Phosphorylation cascade regulates the formation and maturation of rotaviral replication factories

The rotavirus (RV) genome is replicated and packaged into virus progeny in cytoplasmic inclusions called viroplasms, which require interactions between RV nonstructural proteins NSP2 and NSP5. How viroplasms form remains unknown. We previously found two forms of NSP2 in RV-infected cells: a cytoplasmically dispersed dNSP2, which interacts with hypophosphorylated NSP5; and a viroplasm-specific vNSP2, which interacts with hyperphosphorylated NSP5. Other studies report that CK1 alpha, a ubiquitous cellular kinase, hyperphosphorylates NSP5, but requires NSP2 for reasons that are unclear. Here we show that silencing CK1 alpha in cells before RV infection resulted in (i) >90% decrease in RV replication, (ii) disrupted vNSP2 and NSP5 interaction, (iii) dispersion of vNSP2 throughout the cytoplasm, and (iv) reduced vNSP2 protein levels. Together, these data indicate that CK1 alpha directly affects NSP2. Accordingly, an in vitro kinase assay showed that CK1 alpha phosphorylates serine 313 of NSP2 and triggers NSP2 octamers to form a lattice structure as demonstrated by crystallographic analysis.
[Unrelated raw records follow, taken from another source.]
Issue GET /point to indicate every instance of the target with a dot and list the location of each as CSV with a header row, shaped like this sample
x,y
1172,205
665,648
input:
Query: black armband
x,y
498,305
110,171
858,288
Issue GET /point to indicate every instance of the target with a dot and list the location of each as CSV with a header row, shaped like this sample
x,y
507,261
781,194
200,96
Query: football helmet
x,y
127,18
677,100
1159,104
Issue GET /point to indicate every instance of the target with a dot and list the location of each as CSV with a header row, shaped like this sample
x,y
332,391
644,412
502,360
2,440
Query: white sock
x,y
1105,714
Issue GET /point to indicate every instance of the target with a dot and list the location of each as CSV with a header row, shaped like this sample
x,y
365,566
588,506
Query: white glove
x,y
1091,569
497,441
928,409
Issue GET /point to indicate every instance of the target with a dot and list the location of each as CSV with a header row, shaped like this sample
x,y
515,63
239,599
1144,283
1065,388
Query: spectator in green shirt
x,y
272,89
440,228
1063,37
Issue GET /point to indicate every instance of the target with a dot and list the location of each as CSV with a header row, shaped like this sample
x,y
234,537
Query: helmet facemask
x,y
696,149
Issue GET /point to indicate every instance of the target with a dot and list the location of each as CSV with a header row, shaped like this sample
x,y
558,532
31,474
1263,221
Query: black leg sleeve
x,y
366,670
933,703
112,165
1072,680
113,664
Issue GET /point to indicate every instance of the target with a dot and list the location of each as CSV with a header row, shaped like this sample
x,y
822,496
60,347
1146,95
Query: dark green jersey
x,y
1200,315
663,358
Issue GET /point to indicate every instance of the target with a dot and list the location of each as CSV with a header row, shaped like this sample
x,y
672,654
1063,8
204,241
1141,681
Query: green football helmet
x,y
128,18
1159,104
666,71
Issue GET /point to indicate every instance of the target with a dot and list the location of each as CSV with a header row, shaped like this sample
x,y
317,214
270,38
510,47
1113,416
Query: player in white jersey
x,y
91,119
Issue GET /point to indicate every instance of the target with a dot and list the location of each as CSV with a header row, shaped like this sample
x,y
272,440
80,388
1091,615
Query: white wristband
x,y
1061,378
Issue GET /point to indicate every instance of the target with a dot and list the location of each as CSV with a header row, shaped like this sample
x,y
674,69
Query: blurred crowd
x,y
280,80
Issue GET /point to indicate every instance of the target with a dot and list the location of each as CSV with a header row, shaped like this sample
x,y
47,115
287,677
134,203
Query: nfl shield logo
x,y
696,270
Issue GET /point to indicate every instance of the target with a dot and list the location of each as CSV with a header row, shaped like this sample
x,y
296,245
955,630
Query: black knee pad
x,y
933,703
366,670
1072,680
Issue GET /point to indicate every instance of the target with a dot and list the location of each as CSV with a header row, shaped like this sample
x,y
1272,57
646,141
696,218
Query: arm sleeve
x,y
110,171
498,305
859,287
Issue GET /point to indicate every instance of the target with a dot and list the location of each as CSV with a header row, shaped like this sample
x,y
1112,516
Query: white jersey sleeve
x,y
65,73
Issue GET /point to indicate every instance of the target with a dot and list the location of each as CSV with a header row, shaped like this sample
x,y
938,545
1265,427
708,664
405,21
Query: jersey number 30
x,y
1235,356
Additionally, a dual-specificity autokinase activity for NSP2 was identified and confirmed by mass spectrometry. Together, our studies show that phosphorylation of NSP2 involving CK1 alpha controls viroplasm assembly. Considering that CK1 alpha plays a role in the replication of other RNA viruses, similar phosphorylation-dependent mechanisms may exist for other virus pathogens that require cytoplasmic virus factories for replication.